Three rows need a judgement call. The rest of the page is those calls.

The boilerplate ships src/components/ as ui/ and layout/; add content/ yourself once you have components tied to your collections. The split is by what the component knows about:

  • Directorycomponents/
    • Directoryui/ Generic primitives — would exist on any site (cms-link, rich-text)
    • Directorylayout/ Page chrome — the frame around content (site-header, primary-navigation)
    • Directorycontent/ Knows about your collections (post-list) — add this yourself

If a component is used by only one block, feature, or template, it is not shared — it stays there (rule 2), not in components/.

A component renders the props it is given.

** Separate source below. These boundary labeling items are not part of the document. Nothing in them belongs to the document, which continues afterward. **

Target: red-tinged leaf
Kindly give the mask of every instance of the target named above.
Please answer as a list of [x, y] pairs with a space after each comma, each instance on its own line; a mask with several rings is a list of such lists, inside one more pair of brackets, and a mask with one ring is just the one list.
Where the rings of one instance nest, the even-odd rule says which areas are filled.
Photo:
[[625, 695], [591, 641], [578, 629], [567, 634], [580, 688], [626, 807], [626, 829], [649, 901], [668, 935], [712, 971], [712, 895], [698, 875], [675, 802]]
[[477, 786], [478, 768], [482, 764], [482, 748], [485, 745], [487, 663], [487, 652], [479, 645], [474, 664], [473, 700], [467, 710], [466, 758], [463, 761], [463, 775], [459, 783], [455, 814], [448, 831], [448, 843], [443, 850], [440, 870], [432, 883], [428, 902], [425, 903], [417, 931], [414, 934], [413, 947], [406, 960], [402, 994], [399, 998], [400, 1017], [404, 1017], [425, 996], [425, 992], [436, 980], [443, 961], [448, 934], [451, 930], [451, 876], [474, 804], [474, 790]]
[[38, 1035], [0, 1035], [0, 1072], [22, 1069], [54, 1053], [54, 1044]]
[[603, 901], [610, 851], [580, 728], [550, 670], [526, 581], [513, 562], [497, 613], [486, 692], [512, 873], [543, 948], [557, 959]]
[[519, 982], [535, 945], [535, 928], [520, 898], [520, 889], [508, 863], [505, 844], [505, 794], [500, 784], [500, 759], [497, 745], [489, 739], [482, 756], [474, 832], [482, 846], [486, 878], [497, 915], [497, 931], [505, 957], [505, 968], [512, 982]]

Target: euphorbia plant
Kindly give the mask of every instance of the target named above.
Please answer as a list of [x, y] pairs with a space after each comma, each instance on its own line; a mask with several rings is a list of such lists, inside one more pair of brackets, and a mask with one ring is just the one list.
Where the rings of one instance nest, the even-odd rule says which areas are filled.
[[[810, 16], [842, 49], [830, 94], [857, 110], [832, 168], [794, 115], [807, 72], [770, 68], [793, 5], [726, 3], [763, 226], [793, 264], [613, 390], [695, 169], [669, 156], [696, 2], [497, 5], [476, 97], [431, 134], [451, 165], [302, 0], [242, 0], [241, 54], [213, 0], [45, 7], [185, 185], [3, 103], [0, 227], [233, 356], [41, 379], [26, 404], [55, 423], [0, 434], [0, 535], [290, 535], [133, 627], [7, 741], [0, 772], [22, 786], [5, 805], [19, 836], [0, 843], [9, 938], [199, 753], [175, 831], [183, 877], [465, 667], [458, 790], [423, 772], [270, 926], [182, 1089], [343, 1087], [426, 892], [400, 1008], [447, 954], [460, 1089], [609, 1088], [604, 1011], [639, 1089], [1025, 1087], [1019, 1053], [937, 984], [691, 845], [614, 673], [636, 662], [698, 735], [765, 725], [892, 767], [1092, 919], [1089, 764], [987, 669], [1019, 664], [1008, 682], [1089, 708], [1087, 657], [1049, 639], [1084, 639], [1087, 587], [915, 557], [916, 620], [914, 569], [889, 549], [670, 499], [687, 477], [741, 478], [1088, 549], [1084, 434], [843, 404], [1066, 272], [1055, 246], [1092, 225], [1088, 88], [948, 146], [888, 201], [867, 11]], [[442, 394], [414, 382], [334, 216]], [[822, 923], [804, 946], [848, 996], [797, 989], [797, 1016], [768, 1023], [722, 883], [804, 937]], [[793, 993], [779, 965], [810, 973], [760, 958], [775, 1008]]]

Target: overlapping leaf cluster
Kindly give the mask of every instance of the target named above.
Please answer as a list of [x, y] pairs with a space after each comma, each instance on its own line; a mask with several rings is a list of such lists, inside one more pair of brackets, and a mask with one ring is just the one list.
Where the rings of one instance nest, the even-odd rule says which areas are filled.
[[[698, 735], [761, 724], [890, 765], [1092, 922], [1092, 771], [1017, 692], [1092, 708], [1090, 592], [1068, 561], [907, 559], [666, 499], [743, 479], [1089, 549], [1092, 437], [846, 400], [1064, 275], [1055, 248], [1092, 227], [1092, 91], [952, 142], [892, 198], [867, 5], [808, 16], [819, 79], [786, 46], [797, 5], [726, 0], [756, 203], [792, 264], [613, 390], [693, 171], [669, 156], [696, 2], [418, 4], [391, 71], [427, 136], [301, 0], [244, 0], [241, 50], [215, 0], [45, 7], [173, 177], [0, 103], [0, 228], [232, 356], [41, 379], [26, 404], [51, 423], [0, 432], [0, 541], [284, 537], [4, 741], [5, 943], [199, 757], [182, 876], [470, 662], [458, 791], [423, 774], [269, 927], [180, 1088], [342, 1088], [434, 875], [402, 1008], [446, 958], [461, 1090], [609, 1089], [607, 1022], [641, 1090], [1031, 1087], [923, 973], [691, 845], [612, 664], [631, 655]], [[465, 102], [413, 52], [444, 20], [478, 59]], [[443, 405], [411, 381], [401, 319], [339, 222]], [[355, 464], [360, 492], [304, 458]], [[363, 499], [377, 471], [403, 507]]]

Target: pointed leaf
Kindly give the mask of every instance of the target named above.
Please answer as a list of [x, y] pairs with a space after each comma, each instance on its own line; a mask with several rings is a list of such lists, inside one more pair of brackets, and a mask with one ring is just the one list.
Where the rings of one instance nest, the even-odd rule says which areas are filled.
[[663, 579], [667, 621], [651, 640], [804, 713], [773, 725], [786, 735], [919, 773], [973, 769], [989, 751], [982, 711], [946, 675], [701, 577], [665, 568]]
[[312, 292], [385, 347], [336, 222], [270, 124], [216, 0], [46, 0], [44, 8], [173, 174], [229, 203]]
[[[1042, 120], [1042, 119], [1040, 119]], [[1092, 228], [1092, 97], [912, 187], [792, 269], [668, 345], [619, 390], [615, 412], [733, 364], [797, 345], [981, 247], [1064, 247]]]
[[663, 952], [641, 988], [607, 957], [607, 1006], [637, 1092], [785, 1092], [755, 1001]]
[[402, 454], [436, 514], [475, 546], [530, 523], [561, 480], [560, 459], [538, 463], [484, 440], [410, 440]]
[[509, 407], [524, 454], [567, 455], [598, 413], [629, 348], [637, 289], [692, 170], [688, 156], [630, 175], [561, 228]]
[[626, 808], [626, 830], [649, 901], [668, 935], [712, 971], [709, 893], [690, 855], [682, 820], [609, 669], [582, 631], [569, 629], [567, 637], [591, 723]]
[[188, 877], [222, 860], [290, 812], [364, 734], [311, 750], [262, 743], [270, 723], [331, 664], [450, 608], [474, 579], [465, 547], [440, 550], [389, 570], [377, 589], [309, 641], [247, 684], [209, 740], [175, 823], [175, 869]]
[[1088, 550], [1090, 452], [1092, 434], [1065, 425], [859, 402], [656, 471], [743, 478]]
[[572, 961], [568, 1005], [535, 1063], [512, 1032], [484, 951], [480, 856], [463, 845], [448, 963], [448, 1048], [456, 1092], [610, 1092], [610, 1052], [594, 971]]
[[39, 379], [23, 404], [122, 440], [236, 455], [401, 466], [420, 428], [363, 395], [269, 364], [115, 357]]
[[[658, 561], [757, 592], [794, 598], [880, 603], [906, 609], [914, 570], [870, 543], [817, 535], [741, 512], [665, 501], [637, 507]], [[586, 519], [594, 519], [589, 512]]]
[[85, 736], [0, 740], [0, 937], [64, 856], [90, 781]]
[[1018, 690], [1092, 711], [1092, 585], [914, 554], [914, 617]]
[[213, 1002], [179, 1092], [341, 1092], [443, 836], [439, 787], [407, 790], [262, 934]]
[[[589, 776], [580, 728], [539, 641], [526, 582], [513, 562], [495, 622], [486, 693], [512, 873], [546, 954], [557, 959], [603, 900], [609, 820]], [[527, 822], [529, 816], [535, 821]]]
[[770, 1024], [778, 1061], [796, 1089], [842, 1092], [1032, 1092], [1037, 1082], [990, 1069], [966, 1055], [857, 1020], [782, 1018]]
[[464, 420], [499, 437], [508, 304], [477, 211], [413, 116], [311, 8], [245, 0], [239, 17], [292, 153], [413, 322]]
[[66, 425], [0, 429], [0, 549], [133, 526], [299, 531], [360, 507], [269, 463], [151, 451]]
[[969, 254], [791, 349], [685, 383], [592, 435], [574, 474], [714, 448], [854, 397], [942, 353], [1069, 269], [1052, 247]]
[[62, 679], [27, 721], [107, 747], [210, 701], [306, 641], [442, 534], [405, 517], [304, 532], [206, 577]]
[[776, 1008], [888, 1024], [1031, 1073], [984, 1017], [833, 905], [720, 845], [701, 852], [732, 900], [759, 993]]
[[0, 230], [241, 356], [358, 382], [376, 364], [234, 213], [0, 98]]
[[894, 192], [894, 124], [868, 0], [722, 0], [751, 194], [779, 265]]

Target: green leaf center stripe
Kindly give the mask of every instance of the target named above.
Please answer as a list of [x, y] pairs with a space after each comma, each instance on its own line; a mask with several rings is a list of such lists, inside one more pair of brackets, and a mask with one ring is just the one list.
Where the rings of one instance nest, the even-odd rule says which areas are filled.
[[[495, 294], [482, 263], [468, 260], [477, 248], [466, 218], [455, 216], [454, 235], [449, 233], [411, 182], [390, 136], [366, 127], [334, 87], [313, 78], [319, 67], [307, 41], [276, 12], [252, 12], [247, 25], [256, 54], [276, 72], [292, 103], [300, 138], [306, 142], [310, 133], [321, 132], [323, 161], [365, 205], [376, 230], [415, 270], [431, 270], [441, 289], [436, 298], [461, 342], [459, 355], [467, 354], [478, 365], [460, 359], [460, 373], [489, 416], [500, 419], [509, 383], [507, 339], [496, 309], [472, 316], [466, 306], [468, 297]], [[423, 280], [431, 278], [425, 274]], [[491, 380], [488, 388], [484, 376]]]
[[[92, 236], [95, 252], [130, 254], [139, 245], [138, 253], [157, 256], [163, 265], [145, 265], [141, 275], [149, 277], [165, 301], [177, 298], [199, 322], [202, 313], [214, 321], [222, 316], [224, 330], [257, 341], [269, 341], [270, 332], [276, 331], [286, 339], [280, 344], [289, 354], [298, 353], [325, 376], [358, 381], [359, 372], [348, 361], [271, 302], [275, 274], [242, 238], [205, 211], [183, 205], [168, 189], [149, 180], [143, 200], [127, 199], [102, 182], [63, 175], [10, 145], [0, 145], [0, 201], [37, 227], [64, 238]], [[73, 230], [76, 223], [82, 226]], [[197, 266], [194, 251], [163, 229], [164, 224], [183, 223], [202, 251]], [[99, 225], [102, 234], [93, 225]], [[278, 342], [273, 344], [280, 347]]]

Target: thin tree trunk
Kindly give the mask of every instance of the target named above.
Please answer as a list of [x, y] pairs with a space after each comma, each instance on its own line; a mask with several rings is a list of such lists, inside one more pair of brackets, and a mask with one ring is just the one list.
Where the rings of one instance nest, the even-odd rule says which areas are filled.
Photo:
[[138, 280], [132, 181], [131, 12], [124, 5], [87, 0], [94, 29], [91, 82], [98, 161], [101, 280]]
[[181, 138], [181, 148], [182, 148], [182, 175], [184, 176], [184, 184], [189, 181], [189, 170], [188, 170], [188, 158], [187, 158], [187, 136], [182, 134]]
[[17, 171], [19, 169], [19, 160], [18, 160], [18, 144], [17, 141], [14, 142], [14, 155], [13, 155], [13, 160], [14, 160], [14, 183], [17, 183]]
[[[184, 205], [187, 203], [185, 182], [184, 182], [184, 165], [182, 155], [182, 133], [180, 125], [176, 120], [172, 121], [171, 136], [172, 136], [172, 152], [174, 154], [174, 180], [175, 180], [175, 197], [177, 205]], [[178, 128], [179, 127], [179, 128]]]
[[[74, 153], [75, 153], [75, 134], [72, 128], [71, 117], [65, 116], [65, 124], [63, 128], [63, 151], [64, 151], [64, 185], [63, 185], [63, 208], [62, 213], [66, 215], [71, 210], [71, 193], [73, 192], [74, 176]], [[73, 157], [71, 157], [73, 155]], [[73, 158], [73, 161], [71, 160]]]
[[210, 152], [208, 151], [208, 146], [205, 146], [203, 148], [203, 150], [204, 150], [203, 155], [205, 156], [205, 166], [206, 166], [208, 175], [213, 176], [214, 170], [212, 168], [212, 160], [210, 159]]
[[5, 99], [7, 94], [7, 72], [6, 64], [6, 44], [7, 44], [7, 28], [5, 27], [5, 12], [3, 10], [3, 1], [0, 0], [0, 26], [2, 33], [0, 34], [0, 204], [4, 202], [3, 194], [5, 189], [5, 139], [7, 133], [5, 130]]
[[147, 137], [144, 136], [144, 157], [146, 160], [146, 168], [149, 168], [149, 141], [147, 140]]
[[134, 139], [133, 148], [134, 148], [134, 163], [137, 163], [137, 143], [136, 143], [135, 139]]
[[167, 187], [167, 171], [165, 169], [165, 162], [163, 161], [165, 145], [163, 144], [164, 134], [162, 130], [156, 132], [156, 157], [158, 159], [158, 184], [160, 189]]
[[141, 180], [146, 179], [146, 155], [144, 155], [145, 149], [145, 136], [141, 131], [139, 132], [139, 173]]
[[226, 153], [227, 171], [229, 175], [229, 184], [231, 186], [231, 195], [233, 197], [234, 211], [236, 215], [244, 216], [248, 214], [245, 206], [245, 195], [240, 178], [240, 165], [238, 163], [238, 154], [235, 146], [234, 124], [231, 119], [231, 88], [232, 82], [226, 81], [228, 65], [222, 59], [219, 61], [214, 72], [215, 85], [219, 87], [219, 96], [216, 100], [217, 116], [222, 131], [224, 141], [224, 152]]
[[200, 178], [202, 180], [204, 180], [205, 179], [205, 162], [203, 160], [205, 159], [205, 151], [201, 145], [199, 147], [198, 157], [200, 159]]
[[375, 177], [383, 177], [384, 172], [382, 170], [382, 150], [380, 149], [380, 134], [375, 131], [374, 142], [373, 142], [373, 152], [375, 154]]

A feature owns its own data flow — a server action, a validation schema, an email, a third-party call — bundled with its UI in src/features/<name>/.

A button is a component. The contact form is a feature: its folder holds the form, its server action, its schema, its mail template, and its spam check together. Rule of thumb: if you would describe it as a thing the site does rather than a thing on the page, it is a feature.

src/templates/<page-type>/ holds one page-template component per page type (home/home.tsx, work/work.tsx) — the thing that composes a page from blocks and content. A component used by only one template lives inside it (templates/home/components/) and moves to components/content/ only when a second template needs it. That is rule 2 again.

The moment a thing needs a second file, give it a folder and colocate both:

  • collections/pages.tscollections/pages/ (with a fields/ folder) when it grows custom fields.
  • A block is always a folder — it has at least a config and a component.
  • A component becomes a folder when it gains styles, types, or a client/server split.

Don’t pre-create folders for files that will never grow. The folder earns its place when the second file arrives.

  • kebab-case for every file and folder — contact-form.tsx, not ContactForm.tsx.
  • -client suffix for the client half of a server/client split (primary-navigation-client.tsx); the server component keeps the plain name.
  • Import via @/@/components/ui/rich-text/rich-text, never ../../../ chains.
  • One folder, one concern — if you can’t name a folder without “and”, it is two folders.